MIT Says LLMs Are Powerful

MIT Says LLMs Are Powerful, America Asks If They Can Fold Laundry Yet

Nation Learns “Large Language Model” Is Just a Fancy Name for a Machine That Writes Emails Nobody Reads

CAMBRIDGE, Mass. — A fresh wave of awe, anxiety, and LinkedIn poetry erupted this week after new discussion around large language models reminded the public that artificial intelligence can now summarize contracts, draft essays, generate code, and still somehow misunderstand when you ask for “two tickets near the front.”

Experts say large language models, or LLMs, are trained on enormous amounts of text and can generate startlingly human responses. Regular citizens say that sounds impressive, but they would prefer a robot that can locate the TV remote, explain health insurance, or stop replying-all to office emails.

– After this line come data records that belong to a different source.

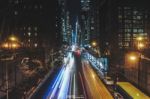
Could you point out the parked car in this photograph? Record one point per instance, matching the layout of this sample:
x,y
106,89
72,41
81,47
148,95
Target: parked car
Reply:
x,y
108,81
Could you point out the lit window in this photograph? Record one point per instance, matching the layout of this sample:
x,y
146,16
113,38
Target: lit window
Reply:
x,y
134,30
35,34
29,34
29,28
35,28
16,12
35,45
35,6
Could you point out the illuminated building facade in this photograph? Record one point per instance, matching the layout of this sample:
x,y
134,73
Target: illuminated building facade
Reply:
x,y
85,21
65,25
132,22
121,22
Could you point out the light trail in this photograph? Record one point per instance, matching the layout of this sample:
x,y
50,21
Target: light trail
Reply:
x,y
74,86
64,89
82,85
55,87
51,88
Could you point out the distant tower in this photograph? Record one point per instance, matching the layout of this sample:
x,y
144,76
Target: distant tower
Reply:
x,y
85,21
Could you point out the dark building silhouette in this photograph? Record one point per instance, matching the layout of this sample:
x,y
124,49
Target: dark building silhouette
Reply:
x,y
121,22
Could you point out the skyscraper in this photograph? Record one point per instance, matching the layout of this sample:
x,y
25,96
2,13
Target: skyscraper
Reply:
x,y
121,22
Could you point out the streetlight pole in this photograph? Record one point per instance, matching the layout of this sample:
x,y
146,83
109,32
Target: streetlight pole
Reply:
x,y
7,83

Frustrated person holding a t-shirt in front of a washing machine while a glowing AI brain icon floats nearby.
MIT says large language models are powerful. America asks if they can fold laundry yet — because every breakthrough in AI is announced by someone whose dishwasher still needs unloading.

Five quick observations floated through the newsroom like caffeinated pigeons:

  • Every breakthrough in AI is announced by someone whose dishwasher still needs unloading.
  • “Large language model” sounds less like software and more like a man who talks too much at a barbecue.
  • Humanity built a machine to answer every question except “Why is my printer angry?”
  • AI can write sonnets, yet your microwave clock still blinks 12:00 like it’s haunted.
  • The smarter computers get, the dumber some meetings become.

The Rise of the Vocabulary Bulldozer

Researchers describe LLMs as systems that learn patterns in language and predict useful next words with shocking sophistication. Critics describe them as autocomplete after three espressos. MIT’s own Watson AI Lab recently unveiled a new approach to LLM reasoning that lets smaller models perform as well as larger ones — which is either a triumph of efficiency or proof that you don’t need to be enormous to be confidently wrong.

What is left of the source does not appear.